Exacerbating the structural inequalities facing nonblack minorities are the country's reactions to recent political and economic hardship. The years since the terrorist attacks of September 11, 2001, have been characterized not only by a growing solidarity among native-born Americans but also by a growing resentment and wariness of minority and immigrant populations. As an illustration of this nativist backlash, the FBI noted a sharp increase in hate crimes motivated by ethnicity and national origin in 2001--the rate of such crimes having doubled in just one year since 2000. In the same year, anti-Islamic incidents rose from the second least reported to the second highest reported. And while Muslims are the most visible targets of the post-9/11 era, that period has also engendered antipathy to immigrants and minorities more generally. To be clear, the backlash described here is not solely--or even primarily--violent or overtly xenophobic; instead, it involves native-born Americans drawing what some consider to be a proverbial line in the sand. As an example, in 2006, for the first time in the country's history, the Senate voted to establish English as the official national language of the United States.

The country's reaction to 9/11 may seem isolated, but when placed in historical context, a distinct pattern emerges. As more foreigners, different culturally and physically, moved to the United States, Americans feared that the immigrants invaded their territory, threatened their jobs, and changed their values. Out of context, this passage could easily describe the last ten years when, in fact, it refers to early-twentieth-century America and its fearful reaction to a surge in immigration. The resulting political climate led to anti-immigrant legislation like the Chinese Exclusion Act and the 1918 Alien Control Act, meant to stem the flow of undesirable immigration and to increase governmental scrutiny of immigrants already in the country. Later in the century, Japanese internment and establishment of the House Un-American Activities Committee sprang from the attack on Pearl Harbor and the Second Red Scare, respectively. These examples are, perhaps, unrelated to voting rights, but as professor Kevin Johnson noted, they demonstrate how the hostility toward foreigners outside the nation influences hate for the foreigner inside our borders.

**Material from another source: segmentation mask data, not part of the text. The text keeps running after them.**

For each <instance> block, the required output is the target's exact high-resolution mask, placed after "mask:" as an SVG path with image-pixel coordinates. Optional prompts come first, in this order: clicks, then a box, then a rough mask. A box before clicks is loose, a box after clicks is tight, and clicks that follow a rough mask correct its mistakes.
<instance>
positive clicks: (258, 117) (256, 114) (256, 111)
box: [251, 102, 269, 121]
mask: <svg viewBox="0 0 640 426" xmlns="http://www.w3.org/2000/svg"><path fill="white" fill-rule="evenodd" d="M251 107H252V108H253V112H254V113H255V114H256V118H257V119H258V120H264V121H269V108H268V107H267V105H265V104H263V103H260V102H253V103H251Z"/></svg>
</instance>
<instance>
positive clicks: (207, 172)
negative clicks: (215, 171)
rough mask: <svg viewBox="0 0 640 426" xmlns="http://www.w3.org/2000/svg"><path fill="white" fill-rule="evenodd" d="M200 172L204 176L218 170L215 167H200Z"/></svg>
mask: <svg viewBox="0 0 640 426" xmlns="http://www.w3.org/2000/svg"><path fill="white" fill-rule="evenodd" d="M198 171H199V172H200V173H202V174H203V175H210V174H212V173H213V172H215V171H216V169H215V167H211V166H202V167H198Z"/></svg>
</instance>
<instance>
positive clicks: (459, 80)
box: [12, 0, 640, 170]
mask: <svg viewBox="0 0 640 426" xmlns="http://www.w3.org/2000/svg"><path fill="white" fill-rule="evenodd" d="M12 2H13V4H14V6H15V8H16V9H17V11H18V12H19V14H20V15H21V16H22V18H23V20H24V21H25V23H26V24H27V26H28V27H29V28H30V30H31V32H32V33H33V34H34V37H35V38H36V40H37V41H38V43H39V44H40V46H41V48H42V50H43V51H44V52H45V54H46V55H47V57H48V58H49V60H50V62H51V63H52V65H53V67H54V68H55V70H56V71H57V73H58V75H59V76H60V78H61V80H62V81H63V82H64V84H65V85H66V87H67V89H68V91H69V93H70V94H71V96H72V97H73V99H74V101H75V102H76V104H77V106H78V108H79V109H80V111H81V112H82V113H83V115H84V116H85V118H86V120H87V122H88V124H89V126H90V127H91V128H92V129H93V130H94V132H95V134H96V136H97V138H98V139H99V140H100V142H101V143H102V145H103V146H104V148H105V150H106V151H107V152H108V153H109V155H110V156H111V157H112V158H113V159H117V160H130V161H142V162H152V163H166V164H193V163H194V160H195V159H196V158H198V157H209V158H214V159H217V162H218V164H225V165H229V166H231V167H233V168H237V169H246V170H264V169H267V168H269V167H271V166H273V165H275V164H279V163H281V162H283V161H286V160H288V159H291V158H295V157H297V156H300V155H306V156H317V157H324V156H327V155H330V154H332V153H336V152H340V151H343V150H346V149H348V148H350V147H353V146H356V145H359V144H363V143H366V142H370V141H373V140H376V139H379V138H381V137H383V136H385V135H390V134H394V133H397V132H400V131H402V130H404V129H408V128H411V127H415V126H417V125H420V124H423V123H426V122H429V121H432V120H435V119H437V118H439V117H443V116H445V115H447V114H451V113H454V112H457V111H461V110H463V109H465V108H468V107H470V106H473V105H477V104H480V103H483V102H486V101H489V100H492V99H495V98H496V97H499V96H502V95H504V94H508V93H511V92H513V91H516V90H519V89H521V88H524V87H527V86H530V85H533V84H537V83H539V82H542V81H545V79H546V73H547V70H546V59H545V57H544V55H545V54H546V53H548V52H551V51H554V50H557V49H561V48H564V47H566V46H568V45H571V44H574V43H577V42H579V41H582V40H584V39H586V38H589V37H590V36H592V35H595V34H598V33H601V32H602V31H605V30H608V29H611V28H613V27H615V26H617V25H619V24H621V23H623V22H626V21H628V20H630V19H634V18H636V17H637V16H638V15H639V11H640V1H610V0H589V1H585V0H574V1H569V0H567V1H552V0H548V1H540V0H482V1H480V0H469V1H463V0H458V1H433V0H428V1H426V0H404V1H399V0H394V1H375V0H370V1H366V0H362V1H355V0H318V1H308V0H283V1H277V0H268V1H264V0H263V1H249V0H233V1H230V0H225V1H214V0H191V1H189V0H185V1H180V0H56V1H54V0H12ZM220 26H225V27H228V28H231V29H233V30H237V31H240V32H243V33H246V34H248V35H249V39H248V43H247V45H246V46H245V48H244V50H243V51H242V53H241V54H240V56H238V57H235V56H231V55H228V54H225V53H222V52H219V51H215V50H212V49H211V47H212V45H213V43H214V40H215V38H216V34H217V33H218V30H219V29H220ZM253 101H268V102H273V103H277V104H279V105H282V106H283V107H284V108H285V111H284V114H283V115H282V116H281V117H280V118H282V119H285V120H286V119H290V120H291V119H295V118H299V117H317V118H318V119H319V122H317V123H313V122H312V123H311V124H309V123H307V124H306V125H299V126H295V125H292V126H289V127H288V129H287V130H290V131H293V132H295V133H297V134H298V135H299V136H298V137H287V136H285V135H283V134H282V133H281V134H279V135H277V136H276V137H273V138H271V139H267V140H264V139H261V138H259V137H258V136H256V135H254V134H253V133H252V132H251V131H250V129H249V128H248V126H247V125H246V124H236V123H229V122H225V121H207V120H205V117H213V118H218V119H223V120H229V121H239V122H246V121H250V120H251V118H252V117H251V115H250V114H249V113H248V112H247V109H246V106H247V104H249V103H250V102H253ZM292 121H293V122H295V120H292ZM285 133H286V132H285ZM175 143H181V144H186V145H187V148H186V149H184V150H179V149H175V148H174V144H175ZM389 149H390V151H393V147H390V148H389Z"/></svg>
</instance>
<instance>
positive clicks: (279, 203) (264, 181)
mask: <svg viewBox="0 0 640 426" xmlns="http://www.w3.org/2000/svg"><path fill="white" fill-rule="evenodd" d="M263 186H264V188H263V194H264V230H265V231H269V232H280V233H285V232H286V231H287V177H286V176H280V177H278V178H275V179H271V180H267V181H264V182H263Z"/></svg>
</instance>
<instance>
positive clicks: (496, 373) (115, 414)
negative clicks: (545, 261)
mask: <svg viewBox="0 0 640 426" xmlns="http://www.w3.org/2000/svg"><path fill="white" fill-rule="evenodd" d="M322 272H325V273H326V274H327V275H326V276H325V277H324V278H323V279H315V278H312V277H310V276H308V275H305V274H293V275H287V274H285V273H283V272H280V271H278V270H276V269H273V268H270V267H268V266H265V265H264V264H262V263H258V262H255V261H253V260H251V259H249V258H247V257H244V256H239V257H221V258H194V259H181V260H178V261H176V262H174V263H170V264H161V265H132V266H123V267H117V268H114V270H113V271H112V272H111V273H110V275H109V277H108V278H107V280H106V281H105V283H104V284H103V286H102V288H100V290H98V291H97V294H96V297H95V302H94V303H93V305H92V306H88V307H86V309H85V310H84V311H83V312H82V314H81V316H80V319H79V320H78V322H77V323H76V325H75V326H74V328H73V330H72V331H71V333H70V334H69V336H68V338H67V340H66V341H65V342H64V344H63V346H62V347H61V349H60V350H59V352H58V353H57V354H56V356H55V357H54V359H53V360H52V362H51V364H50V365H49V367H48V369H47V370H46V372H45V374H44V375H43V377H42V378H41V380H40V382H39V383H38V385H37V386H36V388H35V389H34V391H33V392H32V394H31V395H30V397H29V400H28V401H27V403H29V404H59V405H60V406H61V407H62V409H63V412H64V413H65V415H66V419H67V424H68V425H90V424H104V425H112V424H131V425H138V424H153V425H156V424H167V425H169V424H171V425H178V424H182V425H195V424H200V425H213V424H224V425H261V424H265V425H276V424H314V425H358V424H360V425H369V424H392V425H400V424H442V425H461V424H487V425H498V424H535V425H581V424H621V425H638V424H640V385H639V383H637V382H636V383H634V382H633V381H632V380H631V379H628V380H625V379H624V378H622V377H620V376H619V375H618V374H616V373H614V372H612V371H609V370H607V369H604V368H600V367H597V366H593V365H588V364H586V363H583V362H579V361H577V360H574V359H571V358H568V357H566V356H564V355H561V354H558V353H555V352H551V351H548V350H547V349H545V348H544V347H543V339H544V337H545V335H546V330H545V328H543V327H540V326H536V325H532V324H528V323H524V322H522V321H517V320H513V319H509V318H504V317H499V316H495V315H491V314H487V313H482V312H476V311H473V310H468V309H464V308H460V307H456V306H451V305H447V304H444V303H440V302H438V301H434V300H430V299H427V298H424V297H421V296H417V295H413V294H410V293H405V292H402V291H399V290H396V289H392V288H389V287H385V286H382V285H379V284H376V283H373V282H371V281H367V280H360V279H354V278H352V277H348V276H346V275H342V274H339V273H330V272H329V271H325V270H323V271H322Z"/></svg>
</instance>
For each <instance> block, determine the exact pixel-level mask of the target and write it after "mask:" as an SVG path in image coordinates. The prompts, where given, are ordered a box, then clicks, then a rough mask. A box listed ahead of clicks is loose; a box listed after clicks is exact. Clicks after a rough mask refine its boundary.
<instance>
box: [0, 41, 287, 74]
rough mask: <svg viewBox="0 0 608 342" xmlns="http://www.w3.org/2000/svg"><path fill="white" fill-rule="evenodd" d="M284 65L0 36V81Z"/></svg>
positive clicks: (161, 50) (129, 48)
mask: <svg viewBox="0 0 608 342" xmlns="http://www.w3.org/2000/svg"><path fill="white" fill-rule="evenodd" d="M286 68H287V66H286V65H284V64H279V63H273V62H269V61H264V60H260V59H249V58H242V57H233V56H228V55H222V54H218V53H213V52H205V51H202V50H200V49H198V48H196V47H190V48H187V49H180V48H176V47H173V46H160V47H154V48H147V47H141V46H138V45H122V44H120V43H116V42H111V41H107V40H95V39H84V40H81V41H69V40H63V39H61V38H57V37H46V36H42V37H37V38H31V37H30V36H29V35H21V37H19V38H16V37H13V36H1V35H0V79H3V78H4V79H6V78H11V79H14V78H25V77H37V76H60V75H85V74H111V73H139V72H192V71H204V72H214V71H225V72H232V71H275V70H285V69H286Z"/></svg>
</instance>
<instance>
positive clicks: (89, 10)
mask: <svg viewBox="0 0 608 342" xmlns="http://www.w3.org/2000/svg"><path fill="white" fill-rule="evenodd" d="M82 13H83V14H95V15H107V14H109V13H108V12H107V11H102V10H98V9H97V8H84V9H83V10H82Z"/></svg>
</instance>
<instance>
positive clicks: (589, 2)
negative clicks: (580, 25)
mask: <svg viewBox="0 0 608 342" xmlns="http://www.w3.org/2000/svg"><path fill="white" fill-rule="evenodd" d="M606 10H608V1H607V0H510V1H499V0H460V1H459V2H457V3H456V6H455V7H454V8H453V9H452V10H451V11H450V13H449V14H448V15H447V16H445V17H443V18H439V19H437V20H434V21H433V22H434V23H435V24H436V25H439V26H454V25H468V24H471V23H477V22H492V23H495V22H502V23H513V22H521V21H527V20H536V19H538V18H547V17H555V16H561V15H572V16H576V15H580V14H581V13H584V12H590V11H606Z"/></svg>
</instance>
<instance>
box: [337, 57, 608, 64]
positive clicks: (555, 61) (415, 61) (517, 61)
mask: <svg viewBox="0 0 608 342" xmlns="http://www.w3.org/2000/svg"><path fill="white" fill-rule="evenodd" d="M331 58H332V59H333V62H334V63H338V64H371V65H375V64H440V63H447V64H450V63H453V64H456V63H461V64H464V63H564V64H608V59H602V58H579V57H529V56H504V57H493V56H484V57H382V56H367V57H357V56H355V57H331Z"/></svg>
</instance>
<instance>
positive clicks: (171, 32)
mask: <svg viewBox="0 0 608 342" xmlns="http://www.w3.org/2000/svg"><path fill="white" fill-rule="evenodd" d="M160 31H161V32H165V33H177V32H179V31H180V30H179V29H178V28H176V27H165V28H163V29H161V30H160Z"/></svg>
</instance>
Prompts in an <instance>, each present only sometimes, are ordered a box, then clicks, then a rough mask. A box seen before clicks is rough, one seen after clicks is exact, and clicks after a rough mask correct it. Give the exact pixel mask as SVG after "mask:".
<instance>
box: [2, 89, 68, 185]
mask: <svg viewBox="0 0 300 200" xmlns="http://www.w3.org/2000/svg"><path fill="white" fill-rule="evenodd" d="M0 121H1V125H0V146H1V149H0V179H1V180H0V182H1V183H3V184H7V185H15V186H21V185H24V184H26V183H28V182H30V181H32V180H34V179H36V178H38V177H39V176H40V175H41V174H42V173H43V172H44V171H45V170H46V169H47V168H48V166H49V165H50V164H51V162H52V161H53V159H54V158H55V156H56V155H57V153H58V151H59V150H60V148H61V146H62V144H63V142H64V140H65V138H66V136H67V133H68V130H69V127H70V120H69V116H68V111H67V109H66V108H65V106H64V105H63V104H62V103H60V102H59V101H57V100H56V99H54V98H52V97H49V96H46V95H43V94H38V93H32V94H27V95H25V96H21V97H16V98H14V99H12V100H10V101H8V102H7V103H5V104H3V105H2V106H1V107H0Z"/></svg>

Despite the strong connection between these periods of intolerance and mass immigration or acts of war, political turmoil is not the sole trigger of intolerance. The socioeconomic model of ethnic-competition theory suggests that ethnic groups are constantly in competition with one another for power, social control, territory, economic and social incentives, or social identity. Viewed through an ethnic-competition lens, American minorities and naturalized citizens have not only the lingering effects of 9/11 to contend with but also the economic recession. Ethnic-competition theory would suggest that, as the country's resources become more limited, economic motives for anti-immigrant sentiments become stronger. After years of alarming unemployment rates, it is not uncommon to hear concerns that immigrants are edging Americans out of jobs. With government budgets tightened, people become more focused on the perceived strain illegal immigrants place on public benefits. This environment not only tolerates but in fact nurtures racially discriminatory and anti-immigrant legislation.